Wednesday, October 17, 2012

Where Are We Now After Second Debate?

The skinny kid with the graying hair did just fine last night.  Anybody who doubted he's a fighter just had his face flattened.

That being said, will this debate make a difference?  And while we wait for follow-up polling over the next few days, how do things look otherwise?

                                                            IT'S WONKY TIME!

1.  NEVADA:  A new (though pre-second debate) poll in Nevada shows Obama has increased his lead there from a week ago.  Now he's at 48 v. 45 as compared with last week's 47 v. 46 result by the SAME pollster.  (Comparing results from one pollster over time is often better than jumping from pollster to pollster.) Also the Democrats now have a 90,000 registration lead in Nevada over the GOP.  Is Nevada important?  If Obama holds all of Kerry's 2004 state victories and adds Ohio, he's still needs 4 more electoral college votes.  And there sits Nevada with a nice fat 6!

2.  OHIO:  Still a 5-point lead for Obama as of the latest respectable polls.  Remember always that it's virtually impossible for Romney to win without Ohio.  A couple of weeks ago the GOP was reportedly bringing busloads of volunteers into Ohio from Alabama.  (I'd like to hear an Alabaman at some Ohio voter's door trying to sound like she's "from the neighborhood"!)  That's not a good sign for the GOP.  Though the Romney effort in Ohio is reportedly cranking up big now, it's late to get a limping ground game into top shape.  (I used to run these ground games.)  And if Romney was in fact having to bring in the troops from Alabama, that says his campaign is running way late.  Besides, as the Music Man says, "They don't know the territory!"
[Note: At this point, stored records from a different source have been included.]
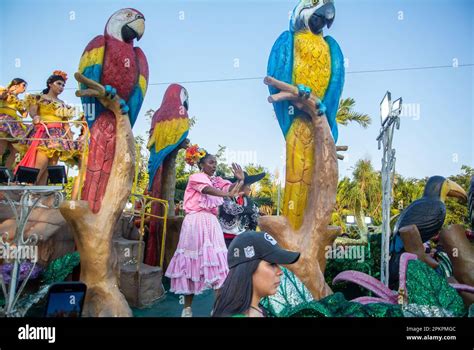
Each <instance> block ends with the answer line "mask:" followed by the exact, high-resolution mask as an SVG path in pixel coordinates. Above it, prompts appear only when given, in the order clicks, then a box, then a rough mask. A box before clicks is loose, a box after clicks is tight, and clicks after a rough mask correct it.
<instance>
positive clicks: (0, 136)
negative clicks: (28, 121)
mask: <svg viewBox="0 0 474 350" xmlns="http://www.w3.org/2000/svg"><path fill="white" fill-rule="evenodd" d="M6 91H7V89H5V88H0V96H1V95H2V94H3V93H4V92H6ZM26 111H27V105H26V103H25V101H23V100H21V99H19V98H18V96H16V95H13V94H7V96H5V97H4V98H0V139H8V141H9V142H11V143H13V144H16V143H18V141H20V140H22V139H23V138H24V137H25V135H26V126H25V125H24V124H23V123H22V122H21V120H22V118H24V115H25V112H26ZM15 139H16V140H15Z"/></svg>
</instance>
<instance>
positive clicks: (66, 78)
mask: <svg viewBox="0 0 474 350" xmlns="http://www.w3.org/2000/svg"><path fill="white" fill-rule="evenodd" d="M53 75H59V76H60V77H62V78H63V79H64V81H66V80H67V73H66V72H63V71H62V70H55V71H54V72H53Z"/></svg>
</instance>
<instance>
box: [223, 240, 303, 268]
mask: <svg viewBox="0 0 474 350" xmlns="http://www.w3.org/2000/svg"><path fill="white" fill-rule="evenodd" d="M299 257H300V253H298V252H291V251H289V250H285V249H283V248H281V247H280V246H279V245H278V243H277V241H276V240H275V238H273V237H272V236H270V235H269V234H268V233H266V232H255V231H246V232H244V233H241V234H240V235H238V236H237V237H235V238H234V239H233V240H232V243H231V244H230V246H229V250H228V252H227V262H228V263H229V268H233V267H235V266H237V265H239V264H242V263H245V262H249V261H252V260H257V259H258V260H265V261H267V262H269V263H272V264H279V265H289V264H293V263H295V262H296V261H297V260H298V259H299Z"/></svg>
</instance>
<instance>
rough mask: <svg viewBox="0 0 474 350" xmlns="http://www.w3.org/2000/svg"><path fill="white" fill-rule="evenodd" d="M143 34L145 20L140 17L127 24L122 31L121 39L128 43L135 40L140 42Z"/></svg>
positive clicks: (142, 18)
mask: <svg viewBox="0 0 474 350" xmlns="http://www.w3.org/2000/svg"><path fill="white" fill-rule="evenodd" d="M143 33H145V19H144V18H143V17H141V16H140V17H138V18H137V19H135V20H133V21H131V22H129V23H127V24H126V25H125V26H124V27H123V29H122V37H123V39H124V41H126V42H130V41H132V40H133V39H135V38H136V39H137V41H138V40H140V39H141V37H142V36H143Z"/></svg>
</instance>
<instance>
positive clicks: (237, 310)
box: [212, 231, 300, 317]
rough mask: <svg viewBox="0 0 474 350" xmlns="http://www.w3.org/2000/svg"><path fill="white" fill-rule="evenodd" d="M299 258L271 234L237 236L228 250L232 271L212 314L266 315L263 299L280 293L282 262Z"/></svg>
mask: <svg viewBox="0 0 474 350" xmlns="http://www.w3.org/2000/svg"><path fill="white" fill-rule="evenodd" d="M299 257H300V253H297V252H291V251H288V250H284V249H282V248H281V247H280V246H279V245H278V243H277V242H276V240H275V239H274V238H273V237H272V236H270V235H269V234H268V233H265V232H254V231H248V232H244V233H242V234H240V235H238V236H237V237H236V238H235V239H234V240H233V241H232V243H231V244H230V246H229V250H228V252H227V261H228V263H229V274H228V276H227V278H226V280H225V282H224V284H223V285H222V288H221V290H220V294H219V296H218V297H217V299H216V302H215V304H214V309H213V314H212V315H213V317H236V316H241V317H265V314H264V312H263V310H262V309H261V308H260V306H259V304H260V300H261V299H262V298H265V297H267V296H270V295H274V294H275V293H276V292H277V290H278V287H279V285H280V277H281V276H282V274H283V272H282V270H281V268H280V266H279V265H289V264H293V263H295V262H296V261H297V260H298V259H299Z"/></svg>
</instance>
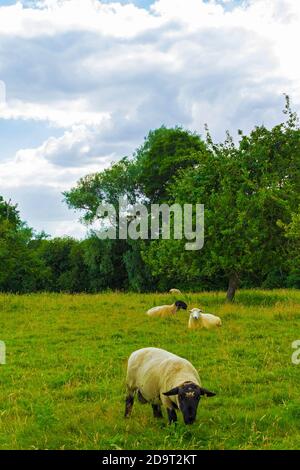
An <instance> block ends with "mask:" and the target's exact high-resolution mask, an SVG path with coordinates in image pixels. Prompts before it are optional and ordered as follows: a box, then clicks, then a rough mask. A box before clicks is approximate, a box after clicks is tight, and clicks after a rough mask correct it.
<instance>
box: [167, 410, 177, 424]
mask: <svg viewBox="0 0 300 470" xmlns="http://www.w3.org/2000/svg"><path fill="white" fill-rule="evenodd" d="M167 411H168V418H169V424H172V423H176V421H177V414H176V411H175V410H174V409H173V408H168V409H167Z"/></svg>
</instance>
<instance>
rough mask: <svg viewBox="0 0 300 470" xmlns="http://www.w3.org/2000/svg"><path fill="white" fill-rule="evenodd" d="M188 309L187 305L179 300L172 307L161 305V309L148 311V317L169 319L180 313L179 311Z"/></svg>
mask: <svg viewBox="0 0 300 470" xmlns="http://www.w3.org/2000/svg"><path fill="white" fill-rule="evenodd" d="M180 309H183V310H186V309H187V304H186V303H185V302H182V301H181V300H177V302H175V303H174V304H172V305H161V306H159V307H153V308H150V310H148V312H147V315H149V316H150V317H169V316H171V315H174V314H175V313H177V312H178V310H180Z"/></svg>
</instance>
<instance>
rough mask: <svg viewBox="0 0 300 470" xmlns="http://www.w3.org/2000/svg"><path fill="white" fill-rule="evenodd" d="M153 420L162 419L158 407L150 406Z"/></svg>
mask: <svg viewBox="0 0 300 470" xmlns="http://www.w3.org/2000/svg"><path fill="white" fill-rule="evenodd" d="M152 410H153V416H154V418H163V415H162V412H161V407H160V405H152Z"/></svg>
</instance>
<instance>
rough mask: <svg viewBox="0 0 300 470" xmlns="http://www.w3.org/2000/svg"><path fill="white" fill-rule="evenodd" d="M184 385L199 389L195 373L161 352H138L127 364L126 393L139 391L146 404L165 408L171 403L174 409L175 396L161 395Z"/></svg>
mask: <svg viewBox="0 0 300 470" xmlns="http://www.w3.org/2000/svg"><path fill="white" fill-rule="evenodd" d="M185 382H193V383H195V384H197V385H199V386H201V382H200V378H199V375H198V372H197V371H196V369H195V368H194V366H193V365H192V364H191V363H190V362H189V361H187V360H186V359H183V358H181V357H179V356H176V355H175V354H172V353H170V352H168V351H165V350H163V349H158V348H144V349H139V350H138V351H135V352H134V353H132V354H131V356H130V358H129V360H128V371H127V386H128V389H129V390H131V391H137V390H139V391H140V392H141V394H142V396H143V397H144V398H145V400H147V401H148V402H150V403H154V404H159V403H160V402H162V404H163V405H164V406H165V407H166V408H168V407H170V406H171V405H172V403H171V402H173V403H176V405H177V406H178V398H177V395H175V396H172V397H166V396H165V395H163V393H165V392H168V391H169V390H171V389H172V388H174V387H178V386H180V385H182V384H184V383H185Z"/></svg>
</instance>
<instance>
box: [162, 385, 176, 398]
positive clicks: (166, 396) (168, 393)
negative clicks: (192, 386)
mask: <svg viewBox="0 0 300 470" xmlns="http://www.w3.org/2000/svg"><path fill="white" fill-rule="evenodd" d="M178 392H179V387H175V388H172V390H169V391H168V392H166V393H164V394H163V395H166V397H171V396H172V395H178Z"/></svg>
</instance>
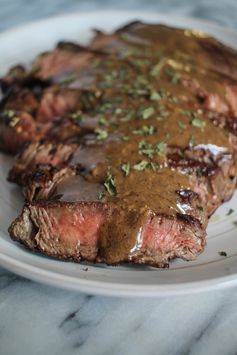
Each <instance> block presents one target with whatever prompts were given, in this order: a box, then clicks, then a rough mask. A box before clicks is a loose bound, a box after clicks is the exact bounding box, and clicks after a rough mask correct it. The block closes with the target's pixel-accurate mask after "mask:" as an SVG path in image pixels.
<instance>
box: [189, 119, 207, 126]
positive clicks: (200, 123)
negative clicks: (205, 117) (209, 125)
mask: <svg viewBox="0 0 237 355" xmlns="http://www.w3.org/2000/svg"><path fill="white" fill-rule="evenodd" d="M191 125H192V126H193V127H196V128H201V129H202V128H204V127H205V126H206V122H205V121H203V120H201V119H200V118H198V117H195V118H193V119H192V121H191Z"/></svg>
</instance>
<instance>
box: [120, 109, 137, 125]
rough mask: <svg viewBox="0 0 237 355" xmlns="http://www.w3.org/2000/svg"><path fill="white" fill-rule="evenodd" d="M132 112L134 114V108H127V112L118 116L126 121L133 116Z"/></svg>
mask: <svg viewBox="0 0 237 355" xmlns="http://www.w3.org/2000/svg"><path fill="white" fill-rule="evenodd" d="M134 114H135V110H134V109H132V108H131V109H129V110H128V112H127V114H126V115H125V116H124V117H122V118H120V121H122V122H128V121H130V120H131V119H132V118H133V116H134Z"/></svg>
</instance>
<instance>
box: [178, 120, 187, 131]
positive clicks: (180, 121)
mask: <svg viewBox="0 0 237 355" xmlns="http://www.w3.org/2000/svg"><path fill="white" fill-rule="evenodd" d="M178 125H179V128H180V129H181V130H184V129H185V128H186V127H187V126H186V124H185V123H183V122H182V121H178Z"/></svg>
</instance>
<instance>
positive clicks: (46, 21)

3.  SENATE SEATS AND OBAMA:  Something funny is going on.  During the period after Debate #1, when the media were screaming that Romney was surely pulling ahead of Obama in the polls, the Democratic candidates in about eight supposed-to-lose Senate races went right on doing just fine, still beating all the earlier predictions of a Democratic wipe-out in these seats.  Now, it certainly is true that a Senate race can beat the top of the ticket here and there and now and then.  But when a whole bunch of Senate races seem to be going opposite the polls for the top of the ticket   -   well, that just doesn't make sense.  Only if these were long-time, beloved incumbents could it add up.  And these aren't.  These races are almost all just two newcomers battling it out or a one-termer like Montana's Dem Senator Jon Tester battling for re-election.  (I'm not including the Senate race in Missouri in my count of eight because Tom Aiken is from another planet. Is Dem Senator Claire McCaskill Irish and thus so lucky?)
Are a couple of national polls off about Obama v. Romney (Pew and USAToday) or are all the pollsters covering eight separate Senate seats wrong?  You decide where you'd bet the farm.

4. A "DUMB" POLL: GALLUP/USA/TODAY:  The term "dumb" is Nate Silver's, the whiz-bang poll analyst for the NY Times, in describing yesterday's Gallup/USAToday poll claiming to show Obama losing in some key swing states.  What's dumb?  Gallup didn't poll these states separately but merely broke out the respondents state-by-state from its national poll.  Why is this dumb?  Because Gallup ended up with a sample in each state so small as to be totally non-credible.  With only 1000+ respondents nationwide, the number of respondents in any one state was waaaaay below a meaningful sample.  That's a criticism quite different from the GOP yelling that earlier polls had too many Democrats.  Pollsters take what they find regarding number of GOP versus number of Democrats.  That's standard operating procedure.  But having too small a sample is a big fat no-no among all reliable pollsters.  Bottom line:  ignore yesterday's USAToday/Gallup.

5.  THE WOMEN:  There's a big ballyhoo that Obama's losing his edge with women in the key states.  This latest whoop comes from the same poll discussed at #4.  It's doubly faulty because Gallup's break-out of just women reduces the sample size to a pinhead.  Chuck Todd, MSNBC's poll numbers addict, got in just one sentence in all the uproar:  "Obama is not losing his margin with women!"  A voice crying in the wilderness of pundits determined on hype.

That's enough wonkiness for now.  (There will be a quiz.)

So lift a beer to the skinny fighter who so cleverly ended the debate by smacking Romney with the 47%.  The closing words are supposedly those longest remembered.  Good job,  Mr. President!

Now let us have the last word on this election.  Let's get our folks OUT TO VOTE!


Yeah, Romney, and you ain't heard the last word on those tax returns!  Turn 'em loose!